Taking place in Southern California, a mediterranean climate where Christmas Day is often in the 70 degrees range, the story jettisons any reflections of a "White Christmas". The days are bright, the sun is comfortable, and there’s a grittiness and worn texture to almost everything that's interacted with. An exchange between another cab driver from Razmik’s company and a woman looking for Razmik features a funny but reflective moment about how the climate doesn’t feel like Christmas, a very relatable moment and feeling for me as a citizen of the desert southwest of Arizona.

Taking a queue from the climate, director Sean Baker mostly eschews the Christmas standards and instead drives the movie with pulsing music that wouldn’t be out of place on a dance floor. In the movies more quiet moments, classical strings rise to juxtapose the harsh reality of the world around Alex and Sin-Dee.
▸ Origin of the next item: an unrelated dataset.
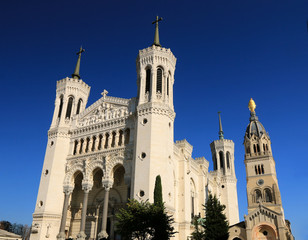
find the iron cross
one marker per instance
(157, 20)
(80, 51)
The score is interrupted by a beautiful performance of ‘Toyland’, and I find this be an especially nice moment of contrast by Baker; the song has become a Christmas standard, while the film it’s from, Babes In Toyland, has little to do with Christmas save childish aspirations and dreams.

There’s harsh realities about the fringe of society trans people, and especially trans people of color, embodied in the film, made more salient by the actresses' feedback and participation in the story. After an exchange with a perspective john turns confrontational. The altercation is broken up by a local officer who offers to have all parties leave the scene so they don’t have to call their families from jail on Christmas Eve. Alexandra replies with "Family?", backed by the pain of someone who has lost a world they once knew.  When Sin-Dee’s real motivation for chasing Chester is revealed towards the end of the film, Chester’s admission of one last infidelity seems to splinter Sin-Dee’s and Alexandra’s relationship, and the two appear to be parting ways.

In the waning moments, Sin-Dee approaches a car attempting to engage in a job. The car of young men shout slurs and throws a cup of urine at her. Alexandra, not far away, rushes back and guides her to an all night laundry where she helps Sin-Dee clean her clothes and wig. Frustrated and stripped of her identity, Sin-Dee ponders on how she looks without her hair; comforting her friend, Alexandra takes off her wig and hands it to Sin-Dee. They exchange compliments and hold hands as the screen cuts to black, in a unity of friendship, and a moment of peace. It’s a truer reflection of classical Christmas ideals than anything featuring a reindeer or a man in a red suit. It’s a striking moment and one that will make you focus on what really matters right when you think you’ve given up on the world and the people in it.

Tangerine is currently streaming on Netflix U.S.